An important concept to understand when considering ice or heat applications is the term soft tissue injury. The term soft tissue refers to tissues that surround bones and organs, serving the purpose of connecting and supporting these structures. Soft tissues include muscles, skin, fascia, tendons, and ligaments. Just to name a few. The term soft tissue injury refers to any damage that occurs to these structures. Damage can be caused by direct trauma, tearing, exercise, or even massage. We will also examine which to use in regards to stretching. With that term explained, let us look at hot and cold applications.


Cold applications (most often ice-packs or bags of ice) are meant to be used after injury to soft tissue. During the first 24-48 hours after a soft tissue injury cold helps to minimize swelling, muscle spasms, and pain (Kisner, 2002).
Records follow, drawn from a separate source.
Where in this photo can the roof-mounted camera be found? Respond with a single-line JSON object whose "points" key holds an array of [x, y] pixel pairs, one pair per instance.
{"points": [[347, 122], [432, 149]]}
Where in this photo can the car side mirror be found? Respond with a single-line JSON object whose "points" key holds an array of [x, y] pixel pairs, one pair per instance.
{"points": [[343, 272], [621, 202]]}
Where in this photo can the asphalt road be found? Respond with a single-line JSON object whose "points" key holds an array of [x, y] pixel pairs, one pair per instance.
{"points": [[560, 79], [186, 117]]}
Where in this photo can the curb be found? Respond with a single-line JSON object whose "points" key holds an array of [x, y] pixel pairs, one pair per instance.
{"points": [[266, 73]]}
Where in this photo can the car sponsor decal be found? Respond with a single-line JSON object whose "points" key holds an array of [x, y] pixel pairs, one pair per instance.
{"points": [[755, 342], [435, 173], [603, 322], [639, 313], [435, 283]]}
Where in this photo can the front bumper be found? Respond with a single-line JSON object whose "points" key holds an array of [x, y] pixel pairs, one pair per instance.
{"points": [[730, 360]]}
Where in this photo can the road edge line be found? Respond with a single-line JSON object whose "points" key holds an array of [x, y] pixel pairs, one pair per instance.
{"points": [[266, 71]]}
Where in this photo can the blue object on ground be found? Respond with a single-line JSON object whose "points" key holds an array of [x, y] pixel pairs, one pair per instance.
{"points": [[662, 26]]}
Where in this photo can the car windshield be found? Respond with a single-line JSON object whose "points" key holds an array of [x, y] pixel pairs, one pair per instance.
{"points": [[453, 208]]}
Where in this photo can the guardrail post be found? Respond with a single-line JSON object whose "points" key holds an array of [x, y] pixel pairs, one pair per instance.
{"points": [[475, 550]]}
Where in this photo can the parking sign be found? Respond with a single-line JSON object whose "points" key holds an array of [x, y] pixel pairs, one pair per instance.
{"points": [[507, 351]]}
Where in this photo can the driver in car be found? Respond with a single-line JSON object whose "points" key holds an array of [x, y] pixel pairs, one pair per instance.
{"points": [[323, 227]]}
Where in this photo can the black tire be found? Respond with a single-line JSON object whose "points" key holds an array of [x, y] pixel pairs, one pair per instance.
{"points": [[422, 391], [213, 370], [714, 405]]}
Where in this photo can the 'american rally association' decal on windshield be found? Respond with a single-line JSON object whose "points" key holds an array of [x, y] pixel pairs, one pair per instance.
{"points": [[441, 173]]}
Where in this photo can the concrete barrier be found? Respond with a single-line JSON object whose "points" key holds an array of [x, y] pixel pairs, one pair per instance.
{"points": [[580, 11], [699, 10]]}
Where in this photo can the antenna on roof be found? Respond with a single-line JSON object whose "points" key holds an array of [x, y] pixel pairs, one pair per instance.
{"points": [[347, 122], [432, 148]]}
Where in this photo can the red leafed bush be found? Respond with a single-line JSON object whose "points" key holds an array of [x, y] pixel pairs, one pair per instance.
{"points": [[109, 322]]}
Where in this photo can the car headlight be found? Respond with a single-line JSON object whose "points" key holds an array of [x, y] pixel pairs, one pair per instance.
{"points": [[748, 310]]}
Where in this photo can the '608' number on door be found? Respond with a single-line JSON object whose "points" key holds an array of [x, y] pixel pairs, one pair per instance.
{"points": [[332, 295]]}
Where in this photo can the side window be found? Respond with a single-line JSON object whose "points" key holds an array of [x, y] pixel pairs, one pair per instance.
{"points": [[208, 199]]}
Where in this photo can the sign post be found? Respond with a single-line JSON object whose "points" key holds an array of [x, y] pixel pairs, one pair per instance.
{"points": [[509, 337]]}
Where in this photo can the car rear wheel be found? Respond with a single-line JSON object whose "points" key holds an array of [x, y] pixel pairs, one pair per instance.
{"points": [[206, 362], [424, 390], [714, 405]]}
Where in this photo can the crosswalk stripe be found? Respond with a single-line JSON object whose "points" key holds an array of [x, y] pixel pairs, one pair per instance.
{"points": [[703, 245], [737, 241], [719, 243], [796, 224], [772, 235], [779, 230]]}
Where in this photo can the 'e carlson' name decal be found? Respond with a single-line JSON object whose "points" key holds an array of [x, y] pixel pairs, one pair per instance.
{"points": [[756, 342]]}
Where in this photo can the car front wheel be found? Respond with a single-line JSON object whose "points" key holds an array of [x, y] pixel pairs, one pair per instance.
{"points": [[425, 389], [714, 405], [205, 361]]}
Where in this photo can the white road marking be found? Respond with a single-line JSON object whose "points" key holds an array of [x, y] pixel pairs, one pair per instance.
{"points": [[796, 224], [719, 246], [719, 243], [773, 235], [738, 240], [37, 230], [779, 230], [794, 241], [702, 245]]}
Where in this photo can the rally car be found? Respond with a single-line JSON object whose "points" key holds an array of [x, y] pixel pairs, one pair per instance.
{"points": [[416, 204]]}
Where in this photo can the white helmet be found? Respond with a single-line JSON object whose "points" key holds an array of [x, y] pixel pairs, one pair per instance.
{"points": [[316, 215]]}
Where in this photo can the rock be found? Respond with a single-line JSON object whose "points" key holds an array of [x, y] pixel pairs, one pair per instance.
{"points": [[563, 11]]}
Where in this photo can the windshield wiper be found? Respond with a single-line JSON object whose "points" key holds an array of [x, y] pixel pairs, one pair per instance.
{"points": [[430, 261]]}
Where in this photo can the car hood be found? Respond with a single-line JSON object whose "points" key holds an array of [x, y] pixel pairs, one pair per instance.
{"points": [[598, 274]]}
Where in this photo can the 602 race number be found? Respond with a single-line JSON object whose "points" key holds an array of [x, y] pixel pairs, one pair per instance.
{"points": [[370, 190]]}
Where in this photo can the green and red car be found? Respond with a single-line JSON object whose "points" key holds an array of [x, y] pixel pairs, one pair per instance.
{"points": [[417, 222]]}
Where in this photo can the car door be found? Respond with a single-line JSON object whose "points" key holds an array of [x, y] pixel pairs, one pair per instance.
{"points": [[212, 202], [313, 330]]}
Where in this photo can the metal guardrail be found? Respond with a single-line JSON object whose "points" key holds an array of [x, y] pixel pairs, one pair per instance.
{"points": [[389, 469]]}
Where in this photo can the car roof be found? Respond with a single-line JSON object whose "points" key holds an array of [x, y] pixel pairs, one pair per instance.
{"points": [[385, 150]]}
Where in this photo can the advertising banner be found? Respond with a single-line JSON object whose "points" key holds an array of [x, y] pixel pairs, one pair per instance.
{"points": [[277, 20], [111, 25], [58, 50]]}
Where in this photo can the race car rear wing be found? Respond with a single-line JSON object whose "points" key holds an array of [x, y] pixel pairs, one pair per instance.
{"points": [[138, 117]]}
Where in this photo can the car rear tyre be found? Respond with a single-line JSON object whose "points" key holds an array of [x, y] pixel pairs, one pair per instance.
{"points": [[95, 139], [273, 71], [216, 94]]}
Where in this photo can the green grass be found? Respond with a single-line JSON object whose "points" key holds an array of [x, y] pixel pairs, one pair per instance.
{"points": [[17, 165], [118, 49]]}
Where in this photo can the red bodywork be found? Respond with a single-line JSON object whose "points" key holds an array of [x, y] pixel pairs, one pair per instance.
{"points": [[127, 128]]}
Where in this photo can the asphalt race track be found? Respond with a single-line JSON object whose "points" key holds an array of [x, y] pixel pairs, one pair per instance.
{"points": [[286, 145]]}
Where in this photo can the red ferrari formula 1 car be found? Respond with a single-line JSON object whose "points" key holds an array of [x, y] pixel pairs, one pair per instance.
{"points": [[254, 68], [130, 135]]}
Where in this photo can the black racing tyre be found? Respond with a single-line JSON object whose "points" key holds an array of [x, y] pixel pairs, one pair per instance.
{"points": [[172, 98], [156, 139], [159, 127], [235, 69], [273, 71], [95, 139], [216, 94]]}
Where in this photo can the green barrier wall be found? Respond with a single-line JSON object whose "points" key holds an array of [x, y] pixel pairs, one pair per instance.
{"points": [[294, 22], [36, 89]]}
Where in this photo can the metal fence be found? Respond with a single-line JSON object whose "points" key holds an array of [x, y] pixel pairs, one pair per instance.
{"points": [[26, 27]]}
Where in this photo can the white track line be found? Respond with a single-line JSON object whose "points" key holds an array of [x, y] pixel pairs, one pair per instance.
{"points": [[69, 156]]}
How long cold should be used depends on who you ask. A good rule of thumb is once the area has become numb, you should take off the cold application and let the area warm back up. This takes roughly 5-10 minutes depending on the source of the cold application. Doing this roughly once an hour has been found optimal.

With healthy soft tissues, applying cold to a muscle in a lengthened position (no stretching occurring) after a stretch has been shown to lead to more lasting increases to the muscle length (Kisner, 2002).


Heat (most often a heat-pack or heating pad) is meant to be used after soft tissue injury has moved passed the inflammatory response. Heat helps to increase the extensibility (the ability to be stretched) of soft of tissues, decreases the amount of time and force required to stretch a muscle, and heat can increase the effectiveness of stretching by being used prior to, or during stretching (Kisner, 2002).

Just to clarify, stretching should not be performed with soft tissue injuries while in the acute, inflammatory stages. The exact time frame for this can range from a day to even a week or more. Asking a physician or your RMT about your specific injury can help shed light on more specific time-frames for the healing process.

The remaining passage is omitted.